HUFFINGTON POST: Misleading Assurances in the Corinthian-ECMC Deal
Career College Central Summary:
Student loan debt collection company ECMC has just begun its takeover of 56 campuses of the failed, predatory for-profit Corinthian Colleges. But already, assurances from both federal government officials and ECMC itself regarding protections for students in the deal appear to have been highly misleading. A brand-new Everest College enrollment agreement, seen by Republic Report, combined with other information, suggests that the deal is worse for students than has been promised.

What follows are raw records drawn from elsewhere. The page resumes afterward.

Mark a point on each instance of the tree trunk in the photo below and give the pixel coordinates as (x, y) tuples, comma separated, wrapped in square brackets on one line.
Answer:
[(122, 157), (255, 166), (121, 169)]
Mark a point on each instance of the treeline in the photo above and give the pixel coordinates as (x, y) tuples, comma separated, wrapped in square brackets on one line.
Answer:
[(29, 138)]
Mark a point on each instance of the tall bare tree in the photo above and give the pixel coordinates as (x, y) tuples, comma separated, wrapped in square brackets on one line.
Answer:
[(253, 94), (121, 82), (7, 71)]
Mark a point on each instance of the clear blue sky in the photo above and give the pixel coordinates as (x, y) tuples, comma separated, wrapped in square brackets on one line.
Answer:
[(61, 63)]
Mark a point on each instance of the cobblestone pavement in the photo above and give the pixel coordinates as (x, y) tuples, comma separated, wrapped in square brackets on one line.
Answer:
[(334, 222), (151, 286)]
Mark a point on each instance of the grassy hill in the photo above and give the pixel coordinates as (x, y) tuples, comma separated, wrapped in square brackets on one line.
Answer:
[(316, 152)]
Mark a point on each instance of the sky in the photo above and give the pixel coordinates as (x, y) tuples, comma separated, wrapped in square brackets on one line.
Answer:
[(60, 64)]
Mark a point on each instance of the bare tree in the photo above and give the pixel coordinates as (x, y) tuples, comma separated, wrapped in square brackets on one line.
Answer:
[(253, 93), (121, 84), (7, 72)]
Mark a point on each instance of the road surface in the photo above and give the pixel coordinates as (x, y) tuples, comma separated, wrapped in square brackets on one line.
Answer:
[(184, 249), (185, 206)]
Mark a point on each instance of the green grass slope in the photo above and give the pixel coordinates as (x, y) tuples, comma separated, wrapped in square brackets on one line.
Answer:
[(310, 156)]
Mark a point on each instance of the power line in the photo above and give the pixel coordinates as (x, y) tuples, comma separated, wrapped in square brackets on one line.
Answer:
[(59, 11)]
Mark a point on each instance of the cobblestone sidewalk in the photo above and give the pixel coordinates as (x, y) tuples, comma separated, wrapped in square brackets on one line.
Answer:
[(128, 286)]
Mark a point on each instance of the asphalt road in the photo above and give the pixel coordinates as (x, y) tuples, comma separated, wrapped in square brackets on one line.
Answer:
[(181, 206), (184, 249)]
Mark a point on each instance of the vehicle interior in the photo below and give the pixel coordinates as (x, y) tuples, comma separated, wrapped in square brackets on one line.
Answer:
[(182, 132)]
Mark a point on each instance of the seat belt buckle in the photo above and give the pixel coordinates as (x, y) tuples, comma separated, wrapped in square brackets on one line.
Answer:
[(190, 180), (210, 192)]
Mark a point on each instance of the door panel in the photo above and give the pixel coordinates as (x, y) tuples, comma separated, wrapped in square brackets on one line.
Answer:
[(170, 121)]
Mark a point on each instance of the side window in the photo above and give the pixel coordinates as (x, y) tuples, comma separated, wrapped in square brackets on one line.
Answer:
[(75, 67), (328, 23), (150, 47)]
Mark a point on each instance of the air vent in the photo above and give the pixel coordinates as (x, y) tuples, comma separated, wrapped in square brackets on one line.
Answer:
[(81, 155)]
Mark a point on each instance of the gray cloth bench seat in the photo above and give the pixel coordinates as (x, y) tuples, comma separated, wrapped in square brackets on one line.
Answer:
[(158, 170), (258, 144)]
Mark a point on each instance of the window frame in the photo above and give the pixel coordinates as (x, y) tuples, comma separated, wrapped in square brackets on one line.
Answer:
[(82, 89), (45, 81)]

A striking example is a provision of this new enrollment agreement document, which is presented under the header "Everest College, An affiliate of Zenith Education Group, Inc." Zenith is the new non-profit college subsidiary of ECMC, and the provision in question concerns students' rights when they have a dispute with the school. ECMC, in its agreement this month with the U.S. Department of Education, dropped its determined insistence that students be required to surrender their rights to take disputes to court and instead be required go to a private arbitrator. ECMC's change of course was presented to the public and media as an important concession to students and their advocates (including me), as well as some members of Congress, who had emphatically argued that such mandatory arbitration agreements harm students and are typical of predatory for-profit colleges like Corinthian but not used by legitimate non-profit schools, as Zenith aspired to be. While student advocates still objected to the deal's ban on class action lawsuits — which allow students to bring claims on behalf of all of those harmed in a similar way — they were pleased that at least students would be able to go to court.

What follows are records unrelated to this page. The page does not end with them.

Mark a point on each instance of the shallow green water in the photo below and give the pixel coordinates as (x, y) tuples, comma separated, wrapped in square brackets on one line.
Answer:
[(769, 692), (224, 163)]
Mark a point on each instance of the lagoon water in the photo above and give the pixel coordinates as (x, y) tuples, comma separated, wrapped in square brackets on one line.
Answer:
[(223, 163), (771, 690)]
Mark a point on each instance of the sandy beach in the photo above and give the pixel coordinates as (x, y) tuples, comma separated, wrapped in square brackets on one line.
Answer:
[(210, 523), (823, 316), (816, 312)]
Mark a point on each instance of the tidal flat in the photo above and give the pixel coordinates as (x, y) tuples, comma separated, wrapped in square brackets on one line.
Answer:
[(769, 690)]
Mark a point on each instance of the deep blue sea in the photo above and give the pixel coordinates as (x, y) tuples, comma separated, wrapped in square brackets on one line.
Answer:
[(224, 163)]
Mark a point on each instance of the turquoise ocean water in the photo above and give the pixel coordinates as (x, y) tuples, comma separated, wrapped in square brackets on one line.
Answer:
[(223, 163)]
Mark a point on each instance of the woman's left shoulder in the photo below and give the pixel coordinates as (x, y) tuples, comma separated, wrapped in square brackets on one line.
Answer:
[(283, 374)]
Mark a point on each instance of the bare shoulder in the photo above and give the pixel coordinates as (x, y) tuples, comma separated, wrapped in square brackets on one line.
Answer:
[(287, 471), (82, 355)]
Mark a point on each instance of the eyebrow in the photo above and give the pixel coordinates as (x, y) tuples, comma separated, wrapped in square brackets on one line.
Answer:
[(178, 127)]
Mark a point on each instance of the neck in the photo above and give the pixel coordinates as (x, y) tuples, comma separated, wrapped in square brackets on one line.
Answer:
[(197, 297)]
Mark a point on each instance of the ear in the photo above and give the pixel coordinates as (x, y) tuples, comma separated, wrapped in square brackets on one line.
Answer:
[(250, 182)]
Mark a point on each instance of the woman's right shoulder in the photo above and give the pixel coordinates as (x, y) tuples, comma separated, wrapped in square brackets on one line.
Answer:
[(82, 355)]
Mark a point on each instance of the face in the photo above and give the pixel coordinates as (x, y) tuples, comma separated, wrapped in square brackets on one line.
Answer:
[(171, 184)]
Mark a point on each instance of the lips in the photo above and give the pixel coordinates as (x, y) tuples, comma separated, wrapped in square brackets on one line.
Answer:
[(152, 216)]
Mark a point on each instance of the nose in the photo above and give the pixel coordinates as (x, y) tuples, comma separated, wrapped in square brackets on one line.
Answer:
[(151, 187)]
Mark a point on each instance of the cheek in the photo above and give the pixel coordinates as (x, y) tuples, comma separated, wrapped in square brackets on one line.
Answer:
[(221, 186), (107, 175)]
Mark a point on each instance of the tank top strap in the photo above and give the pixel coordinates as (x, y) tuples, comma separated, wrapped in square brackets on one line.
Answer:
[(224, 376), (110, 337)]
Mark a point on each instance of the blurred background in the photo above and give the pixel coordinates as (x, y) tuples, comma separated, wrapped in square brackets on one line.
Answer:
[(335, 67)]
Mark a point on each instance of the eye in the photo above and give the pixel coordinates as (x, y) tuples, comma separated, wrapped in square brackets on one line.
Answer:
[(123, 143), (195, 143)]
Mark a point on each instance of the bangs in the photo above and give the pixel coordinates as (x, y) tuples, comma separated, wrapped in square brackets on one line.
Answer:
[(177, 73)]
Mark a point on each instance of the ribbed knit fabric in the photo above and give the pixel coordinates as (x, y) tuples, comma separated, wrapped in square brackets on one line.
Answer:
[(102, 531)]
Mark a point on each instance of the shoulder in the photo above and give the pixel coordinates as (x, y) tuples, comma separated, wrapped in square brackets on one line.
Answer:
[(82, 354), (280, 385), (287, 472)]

But what no one told us is a critical point in the the new Everest/Zenith agreement: Students must agree to give up the right to a jury trial. The agreement reads, "By my signature, I acknowledge that I understand that both I and The School are irrevocably waiving rights to a trial by jury." An addendum reiterates, "IN THE EVENT THAT YOU ELECT TO BRING A CLAIM IN COURT, YOU AGREE TO WAIVE YOUR RIGHTS TO A JURY TRIAL AND THAT THE CLAIM SHALL BE SUBMITTED TO A JUDGE ONLY AND NOT TO A JURY." Prohibiting students from presenting their claims to a jury takes away a major aspect of their right to sue in the first place. Yet that was never publicly explained when ECMC and the Department of Education announced the deal.